Apa dia membuat pergerakan yang aneh?"
***
"Malam semakin larut Histia kau harus kembali ke istana mu,"
"Aku malas,"
"Histia udara dingin tidak baik untuk kesehatanmu,"
Histia mendecakkan lidahnya dengan sebal ia bangun dari tidurnya.
"Jangan sok peduli padaku,"
Anvaya menatap punggung Histia yang semakin menjauh, punggung kecil itu harus menerima banyak rasa sakit, punggung yang terlihat rapuh itu harus tetap tegak.
"Salam kepada bintang kekaisaran,"
"Apa mereka membuat pergerakan yang aneh?"
"Mereka bertemu ditaman dan Ular jantan memberi sesuatu pada Ular betina,"
"Dan sepertinya Nareswari akan mengadakan jamuan teh untuk Ular jantan," Anvaya mengangguk.
"Pergi dan awasi mereka lagi jangan sampai Histia terluka karna mereka,"
"Baik bintang kekaisaran," setelah itu bayangan gelap itu pergi tertelan oleh gelapnya malam.
Angin berhembus menebarkan, beberapa helai rambut hitam Anvaya.
"Kakak aku harap kau tidak melakukan sesuatu yang bisa merugikan mu,"
***
"Maafkan keterlambatan saya yang mulia Nareswari Tuan Putri,"
"Hoho tidak apa apa Putra mahkota silahkan duduk," Gestara duduk dihadapan Shinta.

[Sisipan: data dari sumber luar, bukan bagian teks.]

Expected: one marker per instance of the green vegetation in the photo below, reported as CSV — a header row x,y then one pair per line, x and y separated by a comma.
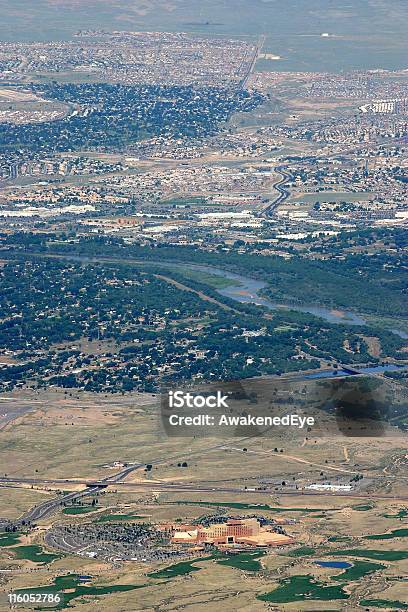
x,y
79,510
212,280
363,507
403,513
33,552
244,561
70,586
9,539
396,533
303,588
380,555
358,570
105,518
179,569
384,603
182,111
303,551
244,506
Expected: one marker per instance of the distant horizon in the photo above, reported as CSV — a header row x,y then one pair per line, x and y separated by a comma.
x,y
293,30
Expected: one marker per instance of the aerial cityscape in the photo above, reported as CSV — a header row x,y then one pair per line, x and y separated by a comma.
x,y
203,300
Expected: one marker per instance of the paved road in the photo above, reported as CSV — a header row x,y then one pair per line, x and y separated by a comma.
x,y
280,187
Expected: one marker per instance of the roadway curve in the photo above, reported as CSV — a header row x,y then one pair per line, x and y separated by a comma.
x,y
283,193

Lebih tepatnya Shinta rahmadisha Nareswasi dari kekaisaran Jagaddhita, dengan mata berwarna Hazel dan rambut berwarna gandum menampilkan ciri khas kekaisaran Jagaddhita.

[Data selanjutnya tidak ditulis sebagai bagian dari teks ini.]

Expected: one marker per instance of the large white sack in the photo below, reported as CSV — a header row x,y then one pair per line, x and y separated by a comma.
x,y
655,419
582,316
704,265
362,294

"Bagaimana kabar yang mulia Endra dan Nareswari Nitya?"
"Ayah dan Ibu baik-baik saja yang mulia, mereka sangat menyesal karena tidak bisa ikut merayakan ulang tahun Tuan Putri pertama."
Praya mengisi cangkir mereka dengan teh hitam, Shinta sengaja mengusir para pelayan dan membiarkan Praya yang melayani mereka.
Praya sesekali memperhatikan Ibunya yang terlihat bahagia.
Praya juga menyajikan beberapa potong kue, ke piring mereka berdua teh hitam yang pahit ditambah dengan dessert yang manis.
Perpaduan yang cocok, walaupun Praya tidak menyukai teh hitam ia lebih menyukai teh Chamomile.
"Putra mahkota bagaimana kalau kalian segera mengumumkan tentang pernikahan kalian pada publik?"
Gestara yang mendengarnya sedikit bersemangat, sedangkan Praya menatap kosong dessert didepannya.
"Kalian sudah bertunangan terlalu lama dan tahun ini pun Praya sudah genap 20 tahun, jadi kami berpikir kalau tidak ada salahnya mengumumkan pernikahan kalian, kau tidak keberatan kan Putra Mahkota,"
"Yang mulia Nareswari tentu saja saya tidak keberatan,"
Praya menggenggam cangkir ditangannya, ia tau hari ini akan datang hari, ibunya tidak akan setuju dia menjadi Kaisar selanjutnya seberbakat apapun dirinya dalam mengurus internal kekaisaran.
Sebanyak apapun bangsawan mendukungnya Ibunya, hanya ingin putra kesayangannya yang menduduki tahta.
"Bagus, Nitya dan aku pernah membahasnya dan menurut kami pernikahan harus dilaksanakan saat hari pertama musim gugur,"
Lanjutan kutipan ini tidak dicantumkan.